Transcript lcs35
Individualized
Knowledge Access
David Karger
Lynn Andrea Stein
Web Search Tools
Indices
search by keyword
Taxonomies
A lot like libraries...
Library catalogues
Dewey Digital
classify by subject
Cool site of the day New book shelf,
suggested reading
Is a universal library enough?
Library/Web Limitations
Huge:
too many answers, mostly irrelevant
Only published material
miss info known to few, leading-edge content
Rigid:
all get same search results
even if come back and try again
The library is the last place we look
Bookshelves First
My data:
information gathered personally
high quality, easy for me to understand
not limited to publicly available content
annotations
My organization:
choose own subject arrangement
optimize for my kind of searching
Adapts to my needs
Then a Friend
Leverage
they organize information for their access
so quickly find things for me
Personal expertise
they know things not in any library
Trust
their recommendations are good
Shared vocabulary
they know me and what I want
Last the Library
Answer usually there
but hard to find
would be nice to rearrange to my needs
For hardest problems, need librarian
they have broad knowledge of library
but not as deep as an expert on question
Lessons
Individualized access: The best tools adapt
to individual ways of organizing and
seeking data.
Individualized knowledge: People know
much more than they publish.
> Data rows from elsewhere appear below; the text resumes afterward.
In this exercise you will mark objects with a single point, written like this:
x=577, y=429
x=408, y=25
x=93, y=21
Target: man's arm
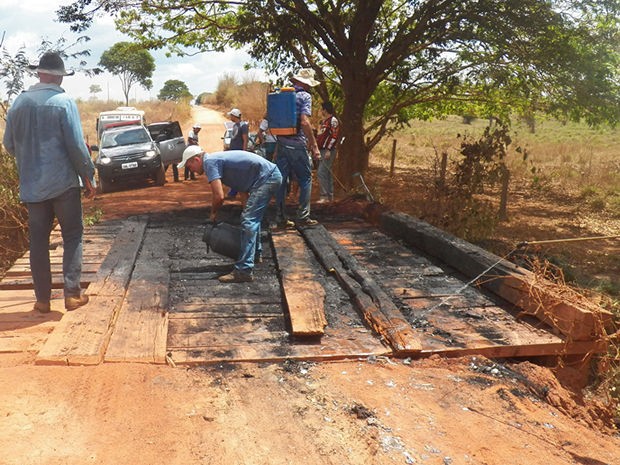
x=244, y=136
x=217, y=197
x=306, y=127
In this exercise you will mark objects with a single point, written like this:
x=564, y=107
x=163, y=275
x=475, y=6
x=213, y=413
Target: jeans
x=324, y=174
x=294, y=159
x=251, y=218
x=67, y=207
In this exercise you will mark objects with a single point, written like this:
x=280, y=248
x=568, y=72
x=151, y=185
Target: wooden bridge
x=347, y=288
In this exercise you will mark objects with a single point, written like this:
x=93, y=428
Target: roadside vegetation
x=564, y=183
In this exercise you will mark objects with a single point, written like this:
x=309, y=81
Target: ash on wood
x=302, y=290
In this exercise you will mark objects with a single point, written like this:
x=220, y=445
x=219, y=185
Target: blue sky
x=26, y=22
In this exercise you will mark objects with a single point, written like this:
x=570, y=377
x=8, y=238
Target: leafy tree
x=131, y=63
x=174, y=90
x=384, y=62
x=13, y=68
x=94, y=89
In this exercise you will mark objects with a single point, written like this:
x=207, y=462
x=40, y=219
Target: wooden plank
x=227, y=325
x=333, y=345
x=210, y=310
x=303, y=294
x=142, y=326
x=25, y=282
x=82, y=336
x=572, y=314
x=376, y=307
x=24, y=341
x=531, y=350
x=56, y=268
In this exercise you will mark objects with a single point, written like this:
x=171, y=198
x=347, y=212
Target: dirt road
x=370, y=411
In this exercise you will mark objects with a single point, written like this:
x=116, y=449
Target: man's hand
x=89, y=189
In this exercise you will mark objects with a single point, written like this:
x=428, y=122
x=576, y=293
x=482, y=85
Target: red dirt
x=372, y=411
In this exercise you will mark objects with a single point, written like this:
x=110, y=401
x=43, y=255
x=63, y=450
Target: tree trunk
x=353, y=153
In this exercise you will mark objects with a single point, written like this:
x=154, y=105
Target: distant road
x=212, y=123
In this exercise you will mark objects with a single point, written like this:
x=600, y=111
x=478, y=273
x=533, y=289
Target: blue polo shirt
x=44, y=133
x=303, y=101
x=241, y=170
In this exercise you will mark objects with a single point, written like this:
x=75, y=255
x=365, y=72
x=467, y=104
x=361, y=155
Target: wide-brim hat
x=188, y=153
x=51, y=63
x=306, y=76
That
knowledge is useful.
Haystack:
a Tool for Oxygen
Independent but interacting repositories
that adapt to their individual users
Individualize access
My data collection, organization
My search tools, with answers for me
Leverage individual knowledge
Collaborative retrieval with others
Motivate people to organize their data for
their own benefit and thus for others’
Example
Have probabilistic models been used in
data mining?
My haystack doesn’t know, but “probability” is
in lots of mail I got from Tommi Jaakola
Tommi told his haystack that “Bayesian”
refers to “probability models”
Tommi has read several papers on Bayesian
methods in data mining
His haystack suggests them to mine
Research Threads
Heterogeneous data and metadata
archive whatever user wants
Human-Computer Interaction
let user express/use own organizational rules
observe user to detect unexpressed knowledge
Machine learning
use gathered data to improve performance
Collaborative filtering
use others’ decisions to help me
My data
Haystack archives anything
web pages browsed, email sent and received,
documents written, scanned images, home
directory, people known, projects worked on
And any properties, relationships
text of object (if know how)
author, title, color, citations, quotations,
annotations, quality, last usage
Users freely adds types, relationships
Gathering My Data
Active user input
interfaces let user add data, note relationships
Mining data from haystack
plug-in services opportunistically extract data
e.g., find author/title/text in MSWord document
or, detect that one document quotes another
Observing user
plug-ins to other interfaces report user actions
web pages browsed, mail sent, queries made
Adaptation
Remember user’s attempts to tune a query
instead of first query attempt, use last one
record items user picked as good matches
future similar queries do better right away
Stored content shows what user knows/likes
modify queries to big search engines
filter results coming back
personalized “cool site of the day”
Collaborative Access
Leverage others’ work organizing data
no need to “publish” expertise
exposed automatically
self interest helps others
Privacy/permission concerns
allowing exposure easier than publishing
much public info: mailing lists, papers read
Whose opinions matter?
people I mail, w/shared data, referrals
collaborative filtering techniques
Conclusion
Libraries are not enough
Haystack teases out individual knowledge
Individualizes information access for user
Exposes individual knowledge to benefit
community
Current status: individual-user prototype.
Some data extraction, observation, adapting.
Collaborative version in future.